Be the first to see our latest product releases—virtually—at Redis Released: Worldwide.
Register now
Be the first to see our latest product releases—virtually—at Redis Released: Worldwide.
Register now
share
A lot of teams have a hard time measuring their RAG apps. LLMs and techniques for vector search have come a long way, but they still hallucinate, or generate incorrect information. And those out-of-the-box solution architectures still can’t address every pitfall of your specific use case.
As a developer, it’s tough to figure out the best way to solve these problems for your specific needs. And there is no shortage of LinkedIn posts about the next revolutionary chunking strategy that your team must use or else, fall behind.
Thankfully, evaluating Retrieval Augmented Generation (RAG) has also come a long way. So you don’t have to go to production entirely on the anecdotal evidence from your dev and QA teams. Instead, you can adopt a metric-driven development approach. A metrics-driven approach is all about measuring, not guessing. When you measure performance, you improve it—no more wasting time on solutions that don’t make a difference or cause setbacks.

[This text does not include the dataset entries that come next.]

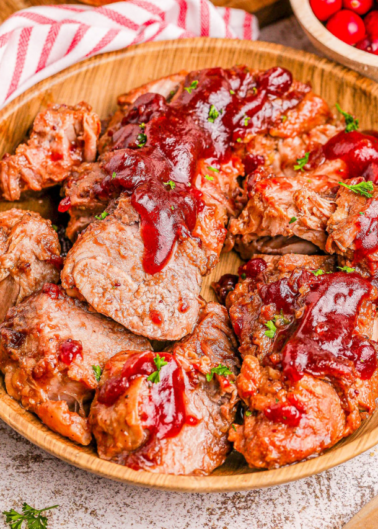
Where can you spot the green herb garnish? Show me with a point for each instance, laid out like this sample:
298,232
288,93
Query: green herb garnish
362,188
155,376
220,370
350,122
192,87
32,517
301,162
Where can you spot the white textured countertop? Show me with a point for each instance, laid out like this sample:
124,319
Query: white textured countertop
325,501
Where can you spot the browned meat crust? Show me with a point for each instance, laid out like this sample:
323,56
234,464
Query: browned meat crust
32,337
201,445
29,256
62,137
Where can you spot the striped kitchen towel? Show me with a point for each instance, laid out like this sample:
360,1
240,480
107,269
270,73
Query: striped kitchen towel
38,42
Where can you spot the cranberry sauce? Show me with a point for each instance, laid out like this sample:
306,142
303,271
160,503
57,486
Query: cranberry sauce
366,242
165,412
68,351
358,150
159,146
325,343
225,285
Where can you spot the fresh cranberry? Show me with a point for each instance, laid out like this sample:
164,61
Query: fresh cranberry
347,26
361,7
369,44
371,23
324,9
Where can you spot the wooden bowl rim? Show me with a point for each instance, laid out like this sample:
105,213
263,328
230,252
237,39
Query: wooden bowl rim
29,426
315,28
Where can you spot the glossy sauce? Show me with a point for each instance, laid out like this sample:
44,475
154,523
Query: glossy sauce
160,144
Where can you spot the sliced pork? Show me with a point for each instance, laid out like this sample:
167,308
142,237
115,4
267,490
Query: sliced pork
29,256
62,137
52,351
170,412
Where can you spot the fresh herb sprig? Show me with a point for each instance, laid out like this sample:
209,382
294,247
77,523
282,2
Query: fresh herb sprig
33,517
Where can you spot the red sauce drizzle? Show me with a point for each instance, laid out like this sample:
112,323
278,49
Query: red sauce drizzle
324,343
159,146
68,351
164,414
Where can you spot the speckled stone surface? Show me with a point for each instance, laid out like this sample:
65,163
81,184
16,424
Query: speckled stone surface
326,501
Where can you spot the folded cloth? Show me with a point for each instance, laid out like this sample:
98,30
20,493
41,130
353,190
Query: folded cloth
38,42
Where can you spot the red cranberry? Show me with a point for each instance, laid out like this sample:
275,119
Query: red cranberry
347,26
369,44
371,23
361,7
324,9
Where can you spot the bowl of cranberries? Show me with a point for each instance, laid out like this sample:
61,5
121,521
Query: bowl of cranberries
343,30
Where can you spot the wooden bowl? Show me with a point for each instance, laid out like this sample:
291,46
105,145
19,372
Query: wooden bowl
98,81
332,47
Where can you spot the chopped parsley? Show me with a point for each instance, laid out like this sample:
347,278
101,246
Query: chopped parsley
142,139
97,372
272,329
102,216
192,87
350,123
213,114
170,183
220,370
362,188
155,376
301,162
346,269
32,517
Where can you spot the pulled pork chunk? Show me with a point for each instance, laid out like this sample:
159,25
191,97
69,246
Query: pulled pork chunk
29,256
50,345
62,137
309,375
170,412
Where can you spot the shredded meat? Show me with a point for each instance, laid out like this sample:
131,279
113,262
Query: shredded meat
201,445
62,137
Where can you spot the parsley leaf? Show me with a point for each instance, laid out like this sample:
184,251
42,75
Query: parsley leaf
155,376
192,87
97,371
346,269
301,162
317,273
220,370
32,517
362,188
142,139
350,122
170,183
272,329
102,216
213,114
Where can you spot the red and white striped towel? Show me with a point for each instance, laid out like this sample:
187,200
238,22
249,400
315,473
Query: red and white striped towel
38,42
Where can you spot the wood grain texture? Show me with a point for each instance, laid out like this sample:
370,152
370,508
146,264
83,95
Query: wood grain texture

We’ll cover how to get started by establishing a set of baseline metrics. We’ll also use the friendly and pragmatic RAG Assessment (Ragas) framework to reason more specifically about the performance of our GenAI apps.
Here’s a quick example of a simple RAG app using LangChain, Redis, and OpenAI to answer questions about financial documents. We’re using Nike’s 2023 10-K document as our contextual data, but feel free to tailor it to your own use case. The complete code example is available within our AI resources repo.
from langchain.text_splitter import RecursiveCharacterTextSplitter
from langchain.document_loaders import UnstructuredFileLoader
source_doc = "resources/nike-10k-2023.pdf"
loader = UnstructuredFileLoader(
source_doc, mode="single", strategy="fast"
)
text_splitter = RecursiveCharacterTextSplitter(
chunk_size=2500, chunk_overlap=0
)
chunks = loader.load_and_split(text_splitter)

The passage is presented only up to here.